Thursday, March 10, 2011

Part Two: the blues

So, as described in the last post, Bob Dylan likes my blog. Apparently, according to my dream, I wrote a great blog about blues music. Great enough for Bob Dylan to declare that I get the blues. Sooo... I'll try to make that dream post come to life.

... This is tough actually.... How do you explain the blues?

Listening to good, and I mean GOOD blues, I think, is a musical representation of what it's like to watch the sun go down in Mississippi over the river. Its notes smell like exhaust from old trucks and cigarettes from juke joints. If you close your eyes and listen to Robert Johnson or Blind Willie Johnson or Bessie Smith sing blues or gospel, it's... damn this is hard... it's like feeling your bare feet glide over a dusty, unvarnished, hard wood floor on a hot day.

Does this make sense? I'll try harder.


Let me explain. I didn't know music beyond a few tracks on "Oh Brother, Where Art Thou," until I moved to Mississippi. And, like everything else about Mississippi, this music changed my life. It was the first time I ever moved away from home, experienced anything outside Nebraska. And then I heard music. Real music. And it wasn't from a mix, or a link or a PBS video. I discovered it on my own, which is unusual. And I went to B.B. King's juke joint. And the town where Tommy (not Robert) Johnson sold his soul to the devil. And it was hot. And it was humid. And some parts of Mississippi were backwards. But I believed in it. Almost like religion.

Blues music pumps through your veins. You can feel it in your body like you can feel heartache or yearning. These voices will never get on American Idol; It's kind of like (apologies for all the similes) Lynda Barry, Abby's favorite comic book artist taught me. While it's not classically trained or even "correct" sometimes, it's a part of you. And it's in giving a part of you to the world that art is created. That is the blues. One person and his or her guitar, giving a part of himself to me and me experiencing it.

Now, I remember in the dream me listing songs. Because Bob Dylan offered to play "Church I'm Fully Saved Today," because I wrote about it in my blog. I woke thinking, "That's not blues, that's gospel." But it's the same to me, especially when blues singers do it.

So here's a few of my favorites:

1. "Church I'm fully saved today." as sung by Blind Willie Johnson. His voice makes me believe in something. He makes me want to believe in God even when I find it difficult. He makes me think of a small Baptist black church off a dusty road in a cotton field. And I want so badly to transport there and inhale the fervor and fire from the choir. The the song ends and I feel abandoned. What other kind of music can do that?

2. "Shake Sugaree" I don't know if this is blues or comedy or folk or what. But Elizabeth Cotton, Pete Seeger's nanny, sings this song like an angel. All of her other music is gruff and rough, and great. But this track is different. She is smooth, and melodic and I can't read her emotion. And there is nothing out there like it, like, Steve Buscemi said in "Ghost World," about the song "Devil Got My Woman."

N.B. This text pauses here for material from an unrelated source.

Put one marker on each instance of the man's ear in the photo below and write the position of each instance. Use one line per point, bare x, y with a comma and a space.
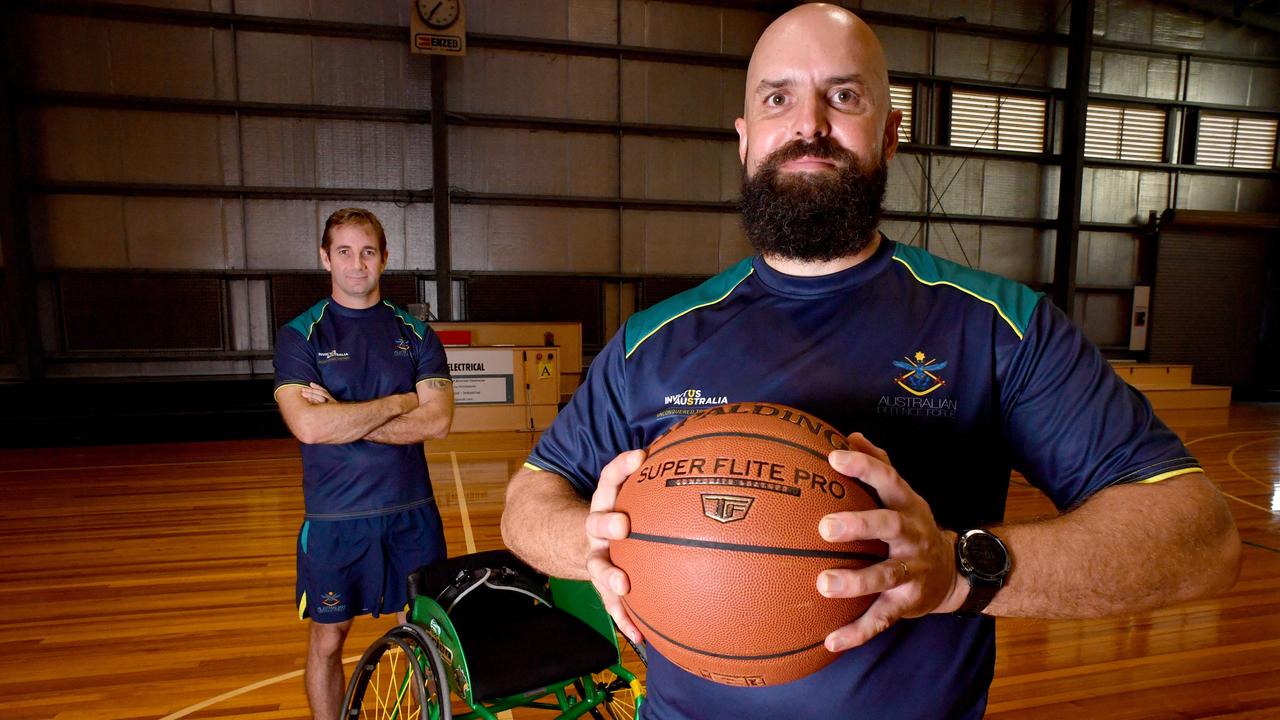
740, 126
891, 126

3. "Devil Got my Woman" I heard this before I really knew what blues was, thanks to that movie, and I was on board. The scene where Enid just sits in her room, listening to the record, moving the needle back to the beginning every time it finishes. I get that. For me it was when I first got Canned Heat's "Sweet Sixteen" and "Bullfrog Blues."

4. "Where Did You Sleep Last Night" by Leadbelly. Abby gave me this track on a Christmas mix when I was 15. I played it out. It was a blues and folk mix. I memorized it. Probably one of the best gifts I ever had. She gave me a less popular version of his song. It's slower. More meloncholy than the popular version. It was originally titled "Black Girl," but when the lyric was changed to "My Girl," to make it more popular, it got it's new name. If you close your eyes and listen to his voice on the original version*** (which I can't find online), you can hear regret and dispair. You can tell he is going to forgive his woman and he knows she is going to do it again. And again. It's like finding out about love and loss without ever experiencing it.

Well, I guess that's it. If Bob Dylan is reading this, and if you dig it, you owe me a phone call. Well, actually you owe me some sort of celestial shout out. I'll be waiting. And I'll see you in my dreams.